I run a small business, but I'm already way worse off because everything I import costs a fuck-ton more and I can't afford to just bump prices up accordingly when my larger competitors already have huge warehouses of stock and have the power of scale to have negotiated pricing agreements. All the OMG RED TAPE that supposedly comes from Brussels is a myth, and what few anti-small-business legislation exists is hardly likely to be removed by the prevent government, whose ear is deaf to all but the largest enterprises.
Just as a counterpoint, as someone who also runs small businesses, but in my case tech-based ones that import very little but export information products and services, I have almost exactly the opposite experience.
The pound had been propped up for a long time and a lot of economists were saying it was overvalued long before Brexit was on the radar. Dropping it back to a more realistic level has already caused a big boost for our sales to customers over in continental Europe and beyond. It's dropped further than the necessary correction because of Brexit, but pinning the entire drop on that is unrealistic.

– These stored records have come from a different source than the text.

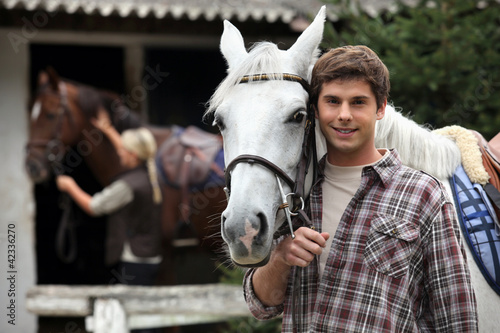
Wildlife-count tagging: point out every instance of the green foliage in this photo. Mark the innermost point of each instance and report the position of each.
(444, 58)
(234, 275)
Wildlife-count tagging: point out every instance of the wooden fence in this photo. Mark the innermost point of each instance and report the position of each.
(120, 308)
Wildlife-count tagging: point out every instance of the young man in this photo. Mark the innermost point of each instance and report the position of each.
(385, 254)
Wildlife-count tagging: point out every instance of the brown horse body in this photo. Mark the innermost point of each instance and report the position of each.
(62, 138)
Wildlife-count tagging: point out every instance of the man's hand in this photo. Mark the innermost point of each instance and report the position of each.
(102, 122)
(301, 250)
(65, 183)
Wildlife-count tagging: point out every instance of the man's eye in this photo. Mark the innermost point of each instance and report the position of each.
(50, 116)
(298, 116)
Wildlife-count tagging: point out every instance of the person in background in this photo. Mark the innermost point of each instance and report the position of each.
(133, 203)
(385, 254)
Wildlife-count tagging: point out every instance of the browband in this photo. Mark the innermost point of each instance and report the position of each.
(268, 77)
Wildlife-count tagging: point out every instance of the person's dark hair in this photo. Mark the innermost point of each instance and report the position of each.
(351, 63)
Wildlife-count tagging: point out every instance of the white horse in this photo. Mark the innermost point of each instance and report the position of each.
(265, 117)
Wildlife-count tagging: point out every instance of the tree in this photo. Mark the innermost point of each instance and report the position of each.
(443, 56)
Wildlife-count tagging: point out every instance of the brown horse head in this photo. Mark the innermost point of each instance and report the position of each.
(61, 134)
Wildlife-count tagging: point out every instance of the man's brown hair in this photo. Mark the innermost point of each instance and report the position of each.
(351, 63)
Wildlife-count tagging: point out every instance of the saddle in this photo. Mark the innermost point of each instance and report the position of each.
(190, 160)
(490, 154)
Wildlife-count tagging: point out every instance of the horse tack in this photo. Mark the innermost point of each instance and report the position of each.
(185, 160)
(54, 152)
(54, 148)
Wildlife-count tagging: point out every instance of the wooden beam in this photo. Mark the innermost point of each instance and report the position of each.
(207, 302)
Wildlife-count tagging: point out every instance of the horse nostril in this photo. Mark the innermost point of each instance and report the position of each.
(33, 168)
(264, 227)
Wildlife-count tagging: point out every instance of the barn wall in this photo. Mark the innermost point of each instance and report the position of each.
(16, 200)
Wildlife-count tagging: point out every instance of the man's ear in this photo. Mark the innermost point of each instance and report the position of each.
(315, 109)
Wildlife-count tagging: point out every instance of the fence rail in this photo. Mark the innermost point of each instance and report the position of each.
(120, 308)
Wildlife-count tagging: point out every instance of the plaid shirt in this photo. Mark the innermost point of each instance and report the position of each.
(396, 264)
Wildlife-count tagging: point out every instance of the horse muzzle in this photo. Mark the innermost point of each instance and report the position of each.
(248, 237)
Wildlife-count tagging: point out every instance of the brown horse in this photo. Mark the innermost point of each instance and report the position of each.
(62, 140)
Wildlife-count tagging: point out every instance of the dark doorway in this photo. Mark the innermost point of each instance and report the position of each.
(97, 66)
(192, 77)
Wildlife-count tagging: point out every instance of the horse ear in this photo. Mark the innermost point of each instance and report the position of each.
(43, 78)
(306, 46)
(232, 45)
(53, 78)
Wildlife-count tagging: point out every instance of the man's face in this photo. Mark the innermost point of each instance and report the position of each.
(347, 113)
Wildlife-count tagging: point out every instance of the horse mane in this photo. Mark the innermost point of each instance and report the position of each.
(417, 145)
(90, 99)
(263, 58)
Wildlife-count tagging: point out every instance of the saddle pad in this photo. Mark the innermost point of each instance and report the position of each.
(478, 227)
(189, 159)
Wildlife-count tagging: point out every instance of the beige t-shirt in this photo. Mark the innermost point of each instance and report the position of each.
(340, 185)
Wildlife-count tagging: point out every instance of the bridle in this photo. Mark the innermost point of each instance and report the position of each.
(308, 146)
(54, 147)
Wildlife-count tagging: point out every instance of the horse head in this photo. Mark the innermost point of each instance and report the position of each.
(261, 111)
(61, 134)
(54, 125)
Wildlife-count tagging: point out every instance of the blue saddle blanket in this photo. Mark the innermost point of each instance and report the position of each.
(479, 226)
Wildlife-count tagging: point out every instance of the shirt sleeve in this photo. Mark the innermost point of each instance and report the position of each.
(451, 295)
(258, 310)
(111, 198)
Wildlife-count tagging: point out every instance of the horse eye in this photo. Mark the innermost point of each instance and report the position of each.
(219, 123)
(50, 116)
(298, 116)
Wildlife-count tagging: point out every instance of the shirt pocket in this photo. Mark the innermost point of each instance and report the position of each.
(390, 245)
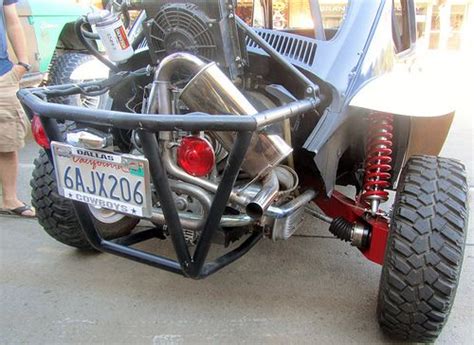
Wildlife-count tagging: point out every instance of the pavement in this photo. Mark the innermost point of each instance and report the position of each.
(309, 289)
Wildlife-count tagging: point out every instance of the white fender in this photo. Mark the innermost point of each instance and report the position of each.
(91, 70)
(407, 93)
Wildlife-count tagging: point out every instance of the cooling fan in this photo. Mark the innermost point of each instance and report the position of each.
(182, 27)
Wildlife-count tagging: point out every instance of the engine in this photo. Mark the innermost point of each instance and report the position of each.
(201, 68)
(206, 29)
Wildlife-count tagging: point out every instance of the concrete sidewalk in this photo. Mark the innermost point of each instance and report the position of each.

As for that EU red tape, it has been a significant burden on several occasions over the past few years, from consumer "protection" rules that don't really protect anyone but have substantial compliance costs through to the whole VAT mess where the EU seems to have done exactly the opposite of what it's supposed to do by making us suddenly have to deal with 28 different systems instead of one.
EU membership has its pros and cons, but in this specific area, it's very clearly not an advantage.